Fichte lo diceva nel 1806. Nel 2016 sembra che la sua formula sia più vera che mai e che, anzi, in senso pieno lo sia solo oggi. In questo registro pare potersi iscrivere a pieno titolo la vicenda o, meglio, lo scandalo dei cosiddetti “Panama Papers”: miliardi nei paradisi fiscali, con nomi di potenti e “vip” di tutto il mondo. È quanto emerso dall’inchiesta di un consorzio di 307 giornalisti di 76 Paesi. Si tratta, in particolare, di una immensa massa di denaro dirottata da studi legali internazionali e banche verso paradisi fiscali delocalizzati.
Leader politici, criminali, funzionari d’intelligence e vip dello sport e dello spettacolo ne sono i tristi protagonisti. Al di là dei dati, che pure meritano di essere letti, a stupire è il differenziale di ricchezza sempre più oscenamente marcato che caratterizza quel mondo post-1989, che continua stolidamente a ritenersi “libero”.

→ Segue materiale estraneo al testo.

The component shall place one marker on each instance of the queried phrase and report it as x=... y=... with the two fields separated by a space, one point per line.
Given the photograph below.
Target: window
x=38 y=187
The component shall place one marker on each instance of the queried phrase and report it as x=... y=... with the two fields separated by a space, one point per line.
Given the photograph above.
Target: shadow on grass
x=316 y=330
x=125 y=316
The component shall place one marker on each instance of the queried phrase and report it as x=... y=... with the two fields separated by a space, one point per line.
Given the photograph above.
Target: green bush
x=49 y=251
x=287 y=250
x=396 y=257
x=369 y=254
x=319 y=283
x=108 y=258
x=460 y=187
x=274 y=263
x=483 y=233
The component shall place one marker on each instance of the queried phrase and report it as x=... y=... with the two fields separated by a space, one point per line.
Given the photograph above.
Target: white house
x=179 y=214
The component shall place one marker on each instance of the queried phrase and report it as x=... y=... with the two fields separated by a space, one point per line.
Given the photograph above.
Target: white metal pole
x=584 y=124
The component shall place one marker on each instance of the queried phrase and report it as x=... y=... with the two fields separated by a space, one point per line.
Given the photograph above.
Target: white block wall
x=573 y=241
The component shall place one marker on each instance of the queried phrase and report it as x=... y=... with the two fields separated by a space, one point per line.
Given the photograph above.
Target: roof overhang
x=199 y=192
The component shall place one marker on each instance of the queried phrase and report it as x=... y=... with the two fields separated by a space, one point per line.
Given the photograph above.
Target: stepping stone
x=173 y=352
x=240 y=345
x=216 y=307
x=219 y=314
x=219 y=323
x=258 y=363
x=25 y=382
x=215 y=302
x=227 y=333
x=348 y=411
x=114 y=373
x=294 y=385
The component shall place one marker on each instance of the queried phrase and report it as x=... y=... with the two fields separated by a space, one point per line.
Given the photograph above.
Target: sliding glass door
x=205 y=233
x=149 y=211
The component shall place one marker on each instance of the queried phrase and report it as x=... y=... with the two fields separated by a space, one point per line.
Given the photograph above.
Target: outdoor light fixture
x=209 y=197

L’epoca che si è aperta col 1989 si configura come l’epoca della compiuta disuguaglianza o, con Fichte, della compiuta peccaminosità: una massa sempre più estesa, che non ha di che vivere; e un’èlite sempre più ristretta, che nasconde i suoi patrimoni nei “paradisi fiscali”, ennesima formula che rivela il carattere teologico dell’odierna economia ridisposta nella forma del monoteismo del mercato.“Forbes”, la bibbia illustrata del turbo-capitalismo mondializzato, ci ha ricordato ancora recentemente che l’era pudicamente detta del “declino economico” ha fatto ulteriormente aumentare la concentrazione dei grandi patrimoni: ha reso i ricchi sempre più ricchi e i poveri sempre più poveri. I “Panama Papers” ce ne restituiscono un triste quadro.
I numeri di “Forbes” parlano chiaro: se nel 2009 i super-miliardari del pianeta erano 793, oggi se ne contano 1645. Tra questi, negli ultimi due anni, i più scaltri sono riusciti ad aumentare le proprie ricchezze di oltre mezzo milione di dollari al minuto! Senza costruire nulla, senza dare lavoro a nessuno. Agendo solo sulle due leve della globalizzazione: finanza e delocalizzazione.

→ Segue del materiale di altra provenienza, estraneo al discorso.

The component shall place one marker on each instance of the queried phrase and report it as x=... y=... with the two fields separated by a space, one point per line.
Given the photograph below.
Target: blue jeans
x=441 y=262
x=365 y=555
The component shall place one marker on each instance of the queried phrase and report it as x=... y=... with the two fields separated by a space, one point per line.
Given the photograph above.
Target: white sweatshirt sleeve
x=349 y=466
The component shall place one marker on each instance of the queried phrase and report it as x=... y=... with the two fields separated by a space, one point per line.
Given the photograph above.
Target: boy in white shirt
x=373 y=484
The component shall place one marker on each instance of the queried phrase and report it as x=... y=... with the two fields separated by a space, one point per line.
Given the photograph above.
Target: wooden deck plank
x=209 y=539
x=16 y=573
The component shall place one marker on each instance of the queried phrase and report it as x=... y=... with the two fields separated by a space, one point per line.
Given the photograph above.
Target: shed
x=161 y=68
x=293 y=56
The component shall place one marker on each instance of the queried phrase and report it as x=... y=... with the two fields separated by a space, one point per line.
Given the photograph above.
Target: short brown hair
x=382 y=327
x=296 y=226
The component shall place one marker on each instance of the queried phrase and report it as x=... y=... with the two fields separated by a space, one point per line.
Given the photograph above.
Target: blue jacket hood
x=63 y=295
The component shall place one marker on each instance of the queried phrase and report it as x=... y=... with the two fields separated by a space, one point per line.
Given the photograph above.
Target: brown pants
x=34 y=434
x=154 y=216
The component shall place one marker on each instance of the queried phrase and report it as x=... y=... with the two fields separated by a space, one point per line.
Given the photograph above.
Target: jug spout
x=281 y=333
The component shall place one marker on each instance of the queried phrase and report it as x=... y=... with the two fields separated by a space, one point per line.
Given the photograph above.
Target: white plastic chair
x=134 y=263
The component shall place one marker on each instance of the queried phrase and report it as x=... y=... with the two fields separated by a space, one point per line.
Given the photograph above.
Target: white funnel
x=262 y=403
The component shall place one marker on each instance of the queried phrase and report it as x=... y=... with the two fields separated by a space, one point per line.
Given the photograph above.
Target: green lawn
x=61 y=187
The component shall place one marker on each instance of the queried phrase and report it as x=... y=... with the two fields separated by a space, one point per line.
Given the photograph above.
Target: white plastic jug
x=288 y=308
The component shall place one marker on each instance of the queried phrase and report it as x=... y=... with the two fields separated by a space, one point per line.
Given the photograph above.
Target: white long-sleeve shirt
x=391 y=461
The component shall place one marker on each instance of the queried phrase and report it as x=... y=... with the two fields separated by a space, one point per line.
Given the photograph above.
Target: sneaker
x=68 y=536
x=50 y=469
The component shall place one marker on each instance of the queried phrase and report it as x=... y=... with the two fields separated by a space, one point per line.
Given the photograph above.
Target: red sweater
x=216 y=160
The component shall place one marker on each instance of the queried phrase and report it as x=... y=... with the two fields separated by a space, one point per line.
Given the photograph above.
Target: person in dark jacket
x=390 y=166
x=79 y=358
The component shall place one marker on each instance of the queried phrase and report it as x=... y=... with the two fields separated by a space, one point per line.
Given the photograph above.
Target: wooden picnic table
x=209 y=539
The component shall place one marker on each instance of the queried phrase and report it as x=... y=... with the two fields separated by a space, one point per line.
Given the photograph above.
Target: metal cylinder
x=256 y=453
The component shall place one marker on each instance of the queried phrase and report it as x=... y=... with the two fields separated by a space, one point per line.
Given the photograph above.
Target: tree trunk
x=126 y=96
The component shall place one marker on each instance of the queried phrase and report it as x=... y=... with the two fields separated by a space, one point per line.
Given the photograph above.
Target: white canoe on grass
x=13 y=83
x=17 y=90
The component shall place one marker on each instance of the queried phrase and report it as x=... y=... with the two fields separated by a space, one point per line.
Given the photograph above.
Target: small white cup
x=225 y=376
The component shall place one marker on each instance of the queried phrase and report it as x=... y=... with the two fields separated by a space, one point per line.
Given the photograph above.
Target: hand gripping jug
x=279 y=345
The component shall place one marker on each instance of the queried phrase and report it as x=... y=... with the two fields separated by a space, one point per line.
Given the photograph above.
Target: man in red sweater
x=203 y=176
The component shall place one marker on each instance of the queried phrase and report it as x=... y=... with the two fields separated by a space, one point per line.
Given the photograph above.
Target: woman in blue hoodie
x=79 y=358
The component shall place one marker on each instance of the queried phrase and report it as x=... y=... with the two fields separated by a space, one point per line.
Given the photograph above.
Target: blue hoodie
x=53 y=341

E mentre questa follia regna sotto il cielo sorge, ancora una volta, spontanea la domanda: fino a quando la massa sfruttata, privata di tutto e ridotta a una condizione neoschiavile, sarà disposta ad accettare in silenzio? Fino a quando la compiuta peccaminosità potrà dispiegarsi senza trovare una degna risposta?